I talked to Ryan last night. Ryan is James's ex-ex-boyfriend's little brother. The kid is so mature for his age it makes me hopeful for the coming generation. I wish I had someone like him to hang around with while growing up.
Anyway, we started talking about various things and somehow got on to the subject about how I really do not like myself for one reason or another. Ryan believes that this is the main cause for people not being so... receptive to me. They can endure me, but I don't think they enjoy my company. He told me that before I go to bed to look at myself in the mirror and determine what it is that I do not like about myself. Then write it down, or something to that effect.
I did what he said, but I couldn't put my finger on what it was that I didn't like about myself. So I slept on it.
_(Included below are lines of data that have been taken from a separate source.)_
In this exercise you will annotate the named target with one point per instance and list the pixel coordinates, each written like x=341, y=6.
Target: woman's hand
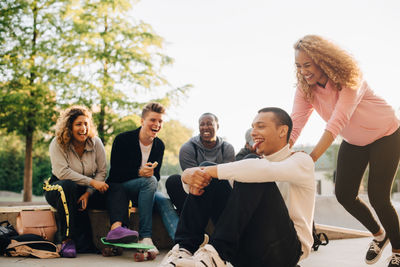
x=83, y=200
x=99, y=186
x=148, y=169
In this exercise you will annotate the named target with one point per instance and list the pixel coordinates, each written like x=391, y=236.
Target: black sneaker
x=375, y=250
x=394, y=260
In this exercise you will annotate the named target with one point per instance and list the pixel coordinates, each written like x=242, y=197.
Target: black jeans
x=174, y=188
x=253, y=225
x=114, y=200
x=383, y=158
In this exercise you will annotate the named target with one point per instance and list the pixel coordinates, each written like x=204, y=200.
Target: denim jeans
x=143, y=189
x=167, y=212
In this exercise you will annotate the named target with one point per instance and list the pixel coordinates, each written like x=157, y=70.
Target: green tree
x=29, y=71
x=174, y=135
x=116, y=59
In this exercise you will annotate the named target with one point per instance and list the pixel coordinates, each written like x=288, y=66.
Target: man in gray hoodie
x=205, y=147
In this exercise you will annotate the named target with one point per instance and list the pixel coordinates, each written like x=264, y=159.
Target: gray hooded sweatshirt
x=193, y=152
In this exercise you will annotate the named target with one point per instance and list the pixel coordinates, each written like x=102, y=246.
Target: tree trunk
x=102, y=118
x=28, y=168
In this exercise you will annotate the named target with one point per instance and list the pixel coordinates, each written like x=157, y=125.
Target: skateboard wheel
x=111, y=251
x=151, y=256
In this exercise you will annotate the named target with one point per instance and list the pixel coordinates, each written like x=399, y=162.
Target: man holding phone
x=136, y=159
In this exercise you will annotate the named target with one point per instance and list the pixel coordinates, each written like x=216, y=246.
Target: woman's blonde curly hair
x=336, y=63
x=64, y=125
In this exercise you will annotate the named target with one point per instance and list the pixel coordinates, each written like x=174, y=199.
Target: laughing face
x=80, y=129
x=208, y=127
x=267, y=135
x=311, y=72
x=151, y=125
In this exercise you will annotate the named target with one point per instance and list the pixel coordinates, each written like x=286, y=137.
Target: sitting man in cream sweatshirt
x=256, y=226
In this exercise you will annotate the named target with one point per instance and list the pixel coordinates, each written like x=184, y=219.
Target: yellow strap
x=48, y=187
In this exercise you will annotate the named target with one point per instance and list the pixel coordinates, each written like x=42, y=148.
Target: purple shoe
x=122, y=235
x=68, y=249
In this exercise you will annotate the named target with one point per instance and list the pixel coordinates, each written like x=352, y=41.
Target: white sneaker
x=173, y=255
x=148, y=241
x=204, y=256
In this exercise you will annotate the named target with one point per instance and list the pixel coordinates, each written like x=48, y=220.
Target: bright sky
x=239, y=55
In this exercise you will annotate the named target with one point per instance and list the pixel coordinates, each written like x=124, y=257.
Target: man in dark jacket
x=136, y=159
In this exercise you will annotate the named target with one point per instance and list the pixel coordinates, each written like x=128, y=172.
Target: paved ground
x=338, y=253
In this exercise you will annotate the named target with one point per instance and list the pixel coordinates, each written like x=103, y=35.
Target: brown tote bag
x=38, y=222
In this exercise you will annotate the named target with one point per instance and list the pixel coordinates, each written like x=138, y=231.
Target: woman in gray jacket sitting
x=79, y=169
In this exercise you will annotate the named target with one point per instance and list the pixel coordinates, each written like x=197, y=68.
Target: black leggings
x=383, y=158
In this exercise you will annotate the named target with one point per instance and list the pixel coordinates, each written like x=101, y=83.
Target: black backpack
x=320, y=239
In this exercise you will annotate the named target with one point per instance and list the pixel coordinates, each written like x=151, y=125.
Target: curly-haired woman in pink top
x=330, y=81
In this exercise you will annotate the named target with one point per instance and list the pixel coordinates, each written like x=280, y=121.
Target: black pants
x=114, y=200
x=383, y=158
x=253, y=225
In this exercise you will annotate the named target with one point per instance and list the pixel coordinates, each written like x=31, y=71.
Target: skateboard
x=115, y=249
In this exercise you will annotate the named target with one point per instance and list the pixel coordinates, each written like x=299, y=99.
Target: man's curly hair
x=336, y=63
x=64, y=125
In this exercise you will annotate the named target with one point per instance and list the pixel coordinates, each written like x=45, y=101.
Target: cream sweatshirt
x=295, y=169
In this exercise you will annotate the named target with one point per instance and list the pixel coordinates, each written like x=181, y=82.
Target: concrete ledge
x=335, y=232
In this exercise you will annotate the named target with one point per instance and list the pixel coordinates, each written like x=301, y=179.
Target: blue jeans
x=143, y=189
x=168, y=214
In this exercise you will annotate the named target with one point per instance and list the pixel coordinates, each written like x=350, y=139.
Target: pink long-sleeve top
x=359, y=116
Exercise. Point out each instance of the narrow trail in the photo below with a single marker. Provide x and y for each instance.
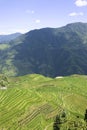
(48, 126)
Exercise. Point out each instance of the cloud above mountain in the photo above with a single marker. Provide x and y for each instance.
(76, 14)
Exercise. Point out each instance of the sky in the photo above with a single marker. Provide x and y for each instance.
(25, 15)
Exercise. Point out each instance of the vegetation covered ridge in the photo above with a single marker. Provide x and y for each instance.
(32, 102)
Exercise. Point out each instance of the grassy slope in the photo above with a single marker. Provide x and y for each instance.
(31, 102)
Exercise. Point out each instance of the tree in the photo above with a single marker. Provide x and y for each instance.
(57, 122)
(85, 118)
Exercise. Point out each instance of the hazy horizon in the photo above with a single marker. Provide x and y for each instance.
(23, 16)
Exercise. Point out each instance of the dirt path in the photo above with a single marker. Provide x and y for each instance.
(48, 126)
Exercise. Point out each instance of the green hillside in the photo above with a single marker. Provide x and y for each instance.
(49, 51)
(32, 102)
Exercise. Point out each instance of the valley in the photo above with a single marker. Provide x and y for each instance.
(32, 102)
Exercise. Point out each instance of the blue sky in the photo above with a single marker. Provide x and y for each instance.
(25, 15)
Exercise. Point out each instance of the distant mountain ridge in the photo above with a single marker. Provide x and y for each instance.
(48, 51)
(6, 38)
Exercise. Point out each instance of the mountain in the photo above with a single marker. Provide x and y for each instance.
(6, 38)
(48, 51)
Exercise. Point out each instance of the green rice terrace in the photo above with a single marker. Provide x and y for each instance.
(35, 102)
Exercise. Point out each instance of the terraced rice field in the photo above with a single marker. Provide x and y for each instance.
(31, 102)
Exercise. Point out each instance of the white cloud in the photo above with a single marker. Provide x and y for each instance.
(37, 21)
(76, 14)
(81, 3)
(30, 11)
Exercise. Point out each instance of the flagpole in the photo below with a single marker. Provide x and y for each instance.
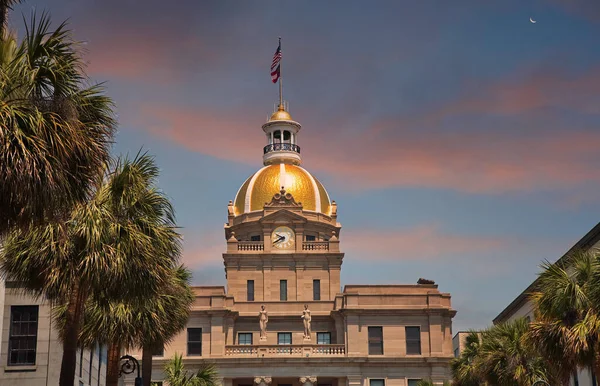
(280, 82)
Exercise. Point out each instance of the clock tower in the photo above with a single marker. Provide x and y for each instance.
(282, 231)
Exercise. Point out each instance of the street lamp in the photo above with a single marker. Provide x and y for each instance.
(540, 382)
(130, 365)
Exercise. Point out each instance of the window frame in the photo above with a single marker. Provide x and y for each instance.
(377, 379)
(245, 344)
(316, 289)
(412, 340)
(323, 333)
(283, 294)
(280, 334)
(35, 309)
(248, 297)
(188, 342)
(370, 342)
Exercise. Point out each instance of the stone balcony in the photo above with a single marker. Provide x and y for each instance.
(305, 247)
(304, 350)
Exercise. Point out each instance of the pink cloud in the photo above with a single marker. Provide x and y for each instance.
(424, 242)
(415, 151)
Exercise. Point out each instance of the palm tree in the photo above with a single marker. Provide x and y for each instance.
(5, 6)
(567, 306)
(176, 375)
(140, 321)
(56, 127)
(464, 370)
(121, 243)
(174, 304)
(505, 358)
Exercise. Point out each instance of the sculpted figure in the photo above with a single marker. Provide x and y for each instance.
(263, 319)
(306, 319)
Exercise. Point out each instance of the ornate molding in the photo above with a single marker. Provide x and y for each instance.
(283, 199)
(262, 379)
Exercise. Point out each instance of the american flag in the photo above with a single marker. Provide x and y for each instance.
(275, 65)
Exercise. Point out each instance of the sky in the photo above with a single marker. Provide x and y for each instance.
(460, 140)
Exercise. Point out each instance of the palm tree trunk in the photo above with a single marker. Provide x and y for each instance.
(3, 17)
(147, 364)
(112, 364)
(73, 318)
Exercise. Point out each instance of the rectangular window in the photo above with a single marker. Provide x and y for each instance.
(375, 340)
(194, 341)
(323, 338)
(284, 338)
(282, 290)
(245, 338)
(250, 290)
(316, 289)
(158, 351)
(22, 340)
(413, 340)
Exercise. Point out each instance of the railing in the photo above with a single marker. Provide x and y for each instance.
(281, 147)
(322, 350)
(251, 245)
(315, 245)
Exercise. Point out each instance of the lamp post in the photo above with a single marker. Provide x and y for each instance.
(540, 382)
(130, 365)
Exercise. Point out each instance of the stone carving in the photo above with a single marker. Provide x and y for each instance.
(262, 380)
(283, 199)
(263, 319)
(308, 381)
(306, 319)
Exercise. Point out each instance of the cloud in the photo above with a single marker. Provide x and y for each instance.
(423, 242)
(493, 139)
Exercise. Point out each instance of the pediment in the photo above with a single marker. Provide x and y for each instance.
(283, 216)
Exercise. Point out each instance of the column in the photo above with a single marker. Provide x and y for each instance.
(354, 380)
(308, 380)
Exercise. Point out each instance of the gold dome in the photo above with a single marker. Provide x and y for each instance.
(280, 115)
(260, 187)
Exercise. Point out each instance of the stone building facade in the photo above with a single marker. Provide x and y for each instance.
(283, 318)
(30, 351)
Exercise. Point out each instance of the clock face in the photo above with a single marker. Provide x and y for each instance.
(283, 238)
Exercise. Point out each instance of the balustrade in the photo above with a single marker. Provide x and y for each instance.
(251, 246)
(325, 350)
(315, 246)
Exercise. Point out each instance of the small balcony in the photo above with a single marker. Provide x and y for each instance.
(281, 147)
(251, 246)
(315, 246)
(307, 350)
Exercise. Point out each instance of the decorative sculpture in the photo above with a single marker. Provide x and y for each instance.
(263, 319)
(306, 319)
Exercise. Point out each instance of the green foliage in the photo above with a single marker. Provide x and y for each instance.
(56, 129)
(567, 306)
(176, 374)
(500, 355)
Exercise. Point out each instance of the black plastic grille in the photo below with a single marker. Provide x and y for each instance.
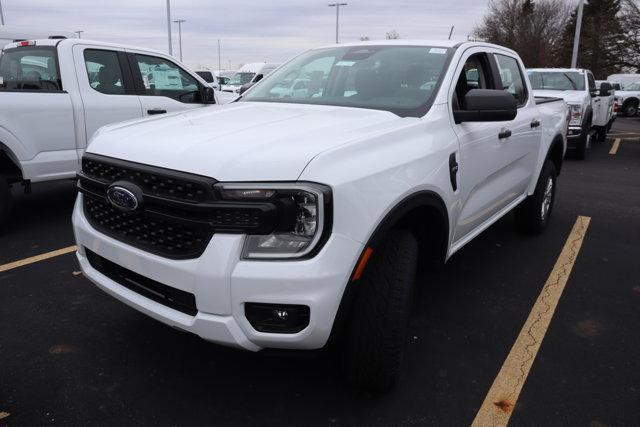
(170, 239)
(175, 186)
(176, 299)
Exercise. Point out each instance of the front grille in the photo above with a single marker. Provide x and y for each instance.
(166, 238)
(154, 181)
(176, 299)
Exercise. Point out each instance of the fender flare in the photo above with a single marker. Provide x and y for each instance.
(420, 199)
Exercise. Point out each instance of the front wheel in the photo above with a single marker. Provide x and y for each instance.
(6, 201)
(532, 215)
(378, 325)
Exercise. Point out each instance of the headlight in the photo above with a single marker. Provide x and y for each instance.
(303, 211)
(576, 115)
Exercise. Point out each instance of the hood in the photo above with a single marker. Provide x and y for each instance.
(570, 96)
(241, 141)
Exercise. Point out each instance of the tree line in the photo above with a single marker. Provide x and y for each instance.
(542, 32)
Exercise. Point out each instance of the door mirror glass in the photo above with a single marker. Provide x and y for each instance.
(605, 89)
(487, 105)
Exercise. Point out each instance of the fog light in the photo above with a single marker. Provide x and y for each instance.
(277, 318)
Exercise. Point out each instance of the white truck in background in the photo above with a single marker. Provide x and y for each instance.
(592, 109)
(248, 75)
(55, 94)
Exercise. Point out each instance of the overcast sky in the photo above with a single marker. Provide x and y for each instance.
(250, 31)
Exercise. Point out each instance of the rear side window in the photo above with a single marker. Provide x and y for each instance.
(30, 69)
(511, 77)
(161, 77)
(104, 72)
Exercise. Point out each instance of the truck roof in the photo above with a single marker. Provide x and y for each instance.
(73, 42)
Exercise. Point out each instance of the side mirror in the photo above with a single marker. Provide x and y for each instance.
(487, 105)
(605, 89)
(245, 87)
(208, 95)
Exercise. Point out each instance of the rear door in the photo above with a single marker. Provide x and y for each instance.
(106, 87)
(164, 86)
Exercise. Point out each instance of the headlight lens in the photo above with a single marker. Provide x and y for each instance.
(302, 217)
(576, 115)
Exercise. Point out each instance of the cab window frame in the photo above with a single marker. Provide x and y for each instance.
(125, 71)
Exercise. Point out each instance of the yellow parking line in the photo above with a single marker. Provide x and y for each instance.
(503, 395)
(37, 258)
(614, 147)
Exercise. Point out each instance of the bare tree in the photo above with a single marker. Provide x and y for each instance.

This morning, I found out what it was that makes me hate myself so much. My main flaw is that I keep comparing myself to other people! My sister, James, Ryan, anyone that I feel is better than me in one fashion or another. This is why I do not like myself as much as I should. Sure, I have insecurities and quirks, but that is normal for everyone. However, the one thing that I should not do is be so belittling when it comes to the fact that I will never be as hot and sexy as James, I will never be able to hold down a job as well as Zero, and I will never be as smart or as resourceful as my sister. I just have to accept it, move on, and stop comparing myself to them. I have to be myself and stop wishing I was someone else who I think is better than me in one area.
As easy as it is to say all this, I know the real battle is making myself do it. I should just stop comparing myself to everyone, but I know that I will need some kind of help to get into that habit.